Reading time:  3 Minutes

When you look around your office, are you faced with a lot of empty desks? If so, you’re not alone. The average office is left empty or unused for 55% of the time, according to research carried out by Regus. And it’s costing large companies dearly – around £21,000 per desk each year.

But the cost is not only financial, it’s also an obstacle to your company’s agility and employee productivity. The number of desks in your office no longer equates to how productive your workforce is likely to be. A fully fixed space is more likely to be a weight that prevents you from reacting quickly to market demands.

An increasing number of large companies are ditching the traditional, all-fixed office for a more flexible set-up: here’s why.

It’s all about the money

Paying for physical assets like office space that aren’t being used – whether due to a changing employee headcount or a shifting flexible work policy – is a huge financial drain.

In Hong Kong, office space costs £165 per square foot each year, and prices are still climbing. New York sits at £99, Tokyo at £81 and San Francisco at £68. At these hugely high costs, a corporation with 5,000 employees and 75 offices can save around £5.5 million by moving away from a fixed model.

Keeping reactive

Economic and political uncertainty, from Brexit to terrorist incidents to new tiger economies, means large companies are facing various threats, but also opportunities to expand and adapt. Large companies need to be ready to react to the more dynamic, fast-paced market.

One of the most difficult challenges for this rapid change, the ‘known unknown’ of aligning headcount requirements with workspace needs, is now more unknown than ever, given the increase in contractual workers, outsourcing, and off-site tech centres. Added to that is the changing location needs of large companies – to be closer to clients and closer to employees.

This pace of change means that today’s large companies cannot predict their exact floorspace needs in any given location even six months out, let alone five years on (as traditional leasing arrangements require). But most corporate real estate portfolio strategies have not been designed to be reactive to market demands. They are founded instead on traditional, fixed office space that needs long-term commitment and ties up valuable capital, preventing agility.

You’re no longer in charge

Not only are the needs of the company changing, so are the expectations of employees. With a mixture of corporate employees, mobile workers, project teams and contingent workers, the average workforce of a large company has different requirements for interaction, workspace and collaboration.

Author of The Future of Work, Jacob Morgan, reminds us that “organizations can no longer assume that employees need to work there” – they must instead provide inspiring spaces that encourage people to use them. And this doesn’t just mean creating an open-plan office: “organizations investing in [these] plans also have numerous other floor plans that cater to diverse ways of working. It’s not a one-way or nothing approach. It’s about recognizing that employees have multiple preferences for how they want to work and enabling that.”

Telus, the Canadian telecoms provider, has followed that advice and established ‘Work Styles’, which allows 27,000 employees (70% of of its workforce) to work wherever they liked, moving between home, the office and other locations.

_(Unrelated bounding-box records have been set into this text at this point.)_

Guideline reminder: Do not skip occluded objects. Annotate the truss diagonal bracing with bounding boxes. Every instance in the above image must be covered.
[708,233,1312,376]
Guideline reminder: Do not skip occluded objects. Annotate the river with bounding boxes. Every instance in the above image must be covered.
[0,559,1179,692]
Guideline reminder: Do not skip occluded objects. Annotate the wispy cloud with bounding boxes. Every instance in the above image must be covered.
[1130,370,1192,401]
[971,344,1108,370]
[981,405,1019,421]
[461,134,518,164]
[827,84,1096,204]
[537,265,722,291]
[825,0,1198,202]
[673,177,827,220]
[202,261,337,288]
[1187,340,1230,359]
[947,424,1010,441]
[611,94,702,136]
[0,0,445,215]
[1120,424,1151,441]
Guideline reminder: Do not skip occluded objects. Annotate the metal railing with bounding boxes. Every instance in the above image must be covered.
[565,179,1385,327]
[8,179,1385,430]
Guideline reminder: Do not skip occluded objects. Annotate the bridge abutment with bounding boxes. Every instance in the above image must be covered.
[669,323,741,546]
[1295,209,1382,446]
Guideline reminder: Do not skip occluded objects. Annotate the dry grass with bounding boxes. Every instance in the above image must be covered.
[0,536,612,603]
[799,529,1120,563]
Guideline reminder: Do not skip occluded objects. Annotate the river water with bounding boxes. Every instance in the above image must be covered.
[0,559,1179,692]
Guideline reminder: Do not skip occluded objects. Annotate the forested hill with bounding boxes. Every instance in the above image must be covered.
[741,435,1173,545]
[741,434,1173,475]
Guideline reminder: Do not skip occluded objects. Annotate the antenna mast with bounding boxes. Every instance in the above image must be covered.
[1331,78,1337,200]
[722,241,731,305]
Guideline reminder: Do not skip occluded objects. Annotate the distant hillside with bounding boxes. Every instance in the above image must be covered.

Employee engagement increased from 54 to 87% in six years – and the company saved over £3 million in the process. And cut their carbon emissions by 8,000 tonnes a year.

Flex vs fixed

Faced with new requirements in terms of costs, agility and productivity, large companies must adapt their real estate strategies. The solution is often not either fully fixed or fully flexible, but a blended portfolio containing both.

By outsourcing flexible space requirements, companies cut down capital expenditures by eliminating the costs of building expenses, furniture and technology, and guarantee more efficient use of their space. Not only that, but they prepare themselves for rapid, agile change and enable a more productive workforce. Time to get rid of those empty desks?